Historically, scholars began to study the rhizosphere as a microbial habitat as early as 100 years ago (Hartmann, Rothballer & Schmid, 2008) and the importance of microbial communities is well recognized in plant health and growth. Although the root–rhizosphere microbiome has been well-studied now, much remains to be understood about the plant-microbe interactions occurring in the phyllosphere. Now, the development of new high-throughput sequencing technologies enables researchers to better understand the microbiome fields, especially the phyllosphere microbiome. Not only can it help us understand the communities better, but it can also help us study the interactions between host plants and the environment deeply.
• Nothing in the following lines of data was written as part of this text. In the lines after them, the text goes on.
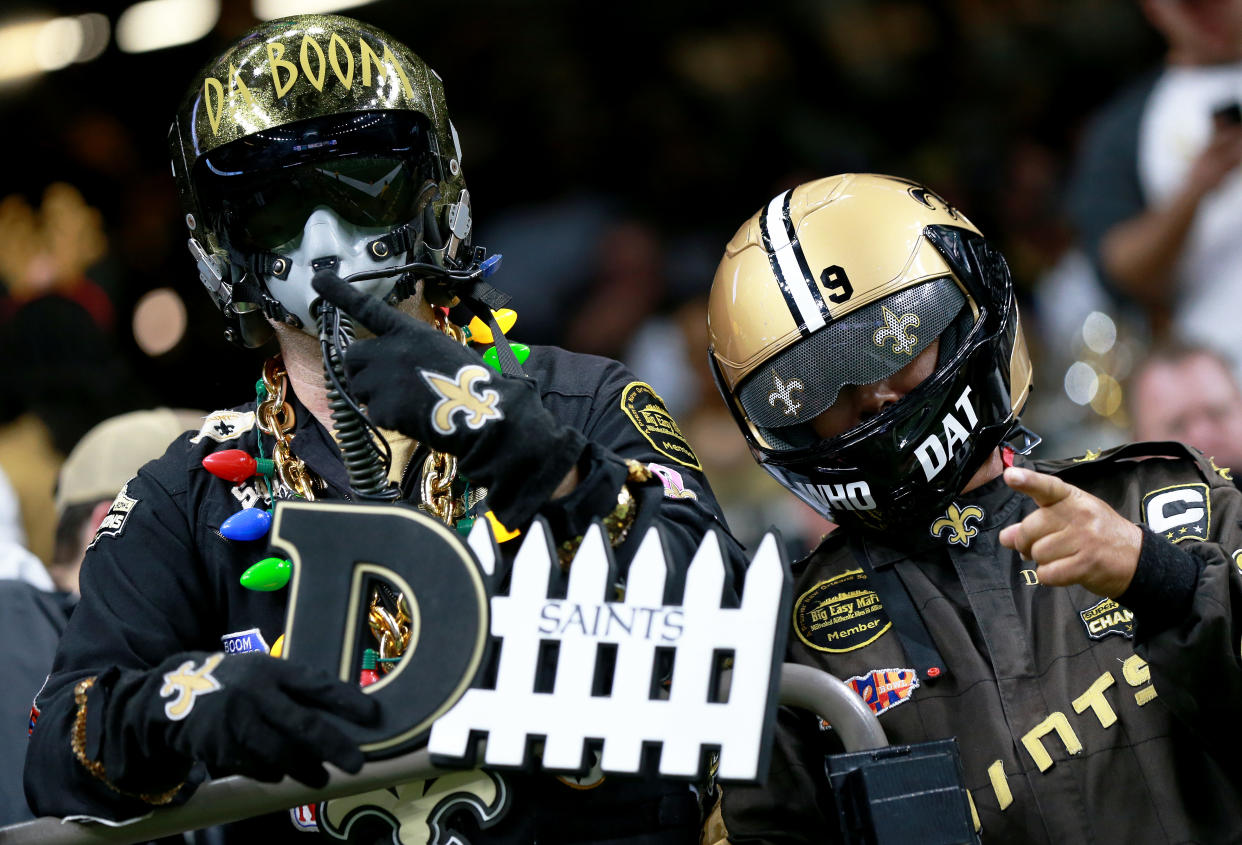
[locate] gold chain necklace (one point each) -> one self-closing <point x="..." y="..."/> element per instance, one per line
<point x="276" y="418"/>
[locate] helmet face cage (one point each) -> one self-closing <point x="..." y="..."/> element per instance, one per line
<point x="903" y="466"/>
<point x="256" y="106"/>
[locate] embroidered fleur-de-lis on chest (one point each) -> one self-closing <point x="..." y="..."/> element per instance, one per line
<point x="956" y="522"/>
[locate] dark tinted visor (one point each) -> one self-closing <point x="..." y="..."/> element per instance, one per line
<point x="368" y="168"/>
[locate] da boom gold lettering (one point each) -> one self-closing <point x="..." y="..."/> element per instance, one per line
<point x="312" y="66"/>
<point x="275" y="61"/>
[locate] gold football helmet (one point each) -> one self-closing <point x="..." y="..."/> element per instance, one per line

As sessile organisms, plants are affected by environmental stresses during their growth period (Zhang et al., 2014). The phyllosphere microorganisms are influenced by both biotic and abiotic factors, some of which are fairly stable and constant, such as habitat conditions (Yang et al., 2016; Fonsecagarcía et al., 2016), the host genotype (Sapkota et al., 2015; Bodenhausen et al., 2014; Hunter, Pink & Bending, 2015), elevation gradient (Cordier et al., 2012; Zhang et al., 2015), and seasonal variation (Copeland et al., 2015; Jackson & Denney, 2011; Davey et al., 2012). Microbial interactions in the phyllosphere play an important role in the agroecosystem, not only affecting the health and growth of plants in natural communities, but also the productivity of agricultural crops (Whipps et al., 2008). The phyllosphere is constituted of a high proportion of plant-beneficial microorganisms such as antagonists, diazotrophs, and plant growth-promoting bacteria (PGPB) that colonized plant-associated habitats, but also plant pathogens and potential human pathogens (Berg, Eberl & Hartmann, 2005). Plants can protect themselves against pathogenic fungal infection by natural means which include biological and non-biological inducers (Shi et al., 2007). However, less is known about the colonization and persistence of nonpathogenic microbes on this extensive habitat, as well as about their interactions with pathogenic microorganisms, and impact of single strains in the microbial community. The rhizosphere community of specific biocontrol agents have shown minor and only transient effects according to the risk assessment and colonization studies (Scherwinski, Wolf & Berg, 2007; Adesina et al., 2009; Chowdhury et al., 2013; Schmidt et al., 2012), while impacts of pathogens on the phyllosphere microbiome are largely underexplored. To the best of our knowledge, although there are fewer studies about the relationship between the phyllosphere microbiome and pathogen using Illumina sequencing technology, the existing results still showed that microbes present on the plant surface play an important role in the resistance to the pathogen (Ritpitakphong et al., 2016; Vogel et al., 2016; Busby, Peay & Newcombe, 2016).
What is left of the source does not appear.